The nodes require a brief explanation I guess

handle_question : Let the current interviewer agent generate the next question based on the conversation so far (history).
handle_response: This generates the answer for the question being asked
handle_result : Based on the entire round, the interviewer gives a feedback and rating for the interviewee
handle_selection : Based on feedback from all the rounds, decide whether the interviewee should be selected or not

4. Add the above defined nodes into the workflow graph object.

workflow.add_node("handle_question",handle_question)
workflow.add_node("handle_response",handle_response)
workflow.add_node("handle_result",handle_result)
workflow.add_node("handle_selection",handle_selection)

5. Add required conditional edges

#Defining conditional edges

def check_conv_length(state):
    return "handle_question" if state.get("total_questions")<state.get("total_questions_per_round") else "handle_result"

def check_rounds(state):
    return "handle_question" if state.get("round")<state.get("total_rounds") else "handle_selection"

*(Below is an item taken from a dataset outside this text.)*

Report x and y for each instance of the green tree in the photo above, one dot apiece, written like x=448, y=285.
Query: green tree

workflow.add_conditional_edges(
    "handle_response",
    check_conv_length,
    {
        "handle_question": "handle_question",
        "handle_result": "handle_result"
    }
)
workflow.add_conditional_edges(
    "handle_result",
    check_rounds,
    {
        "handle_question": "handle_question",
        "handle_selection": "handle_selection"
    }
)
workflow.set_entry_point("handle_question")
workflow.add_edge('handle_question', "handle_response")
workflow.add_edge('handle_selection',END)

Let’s understand the different conditional edges :

check_conv_length: This helps us to end a specific round once the threshold questions (say 5) have been asked by the interviewer.
check_rounds: this helps in ending the interview process given all the rounds are done.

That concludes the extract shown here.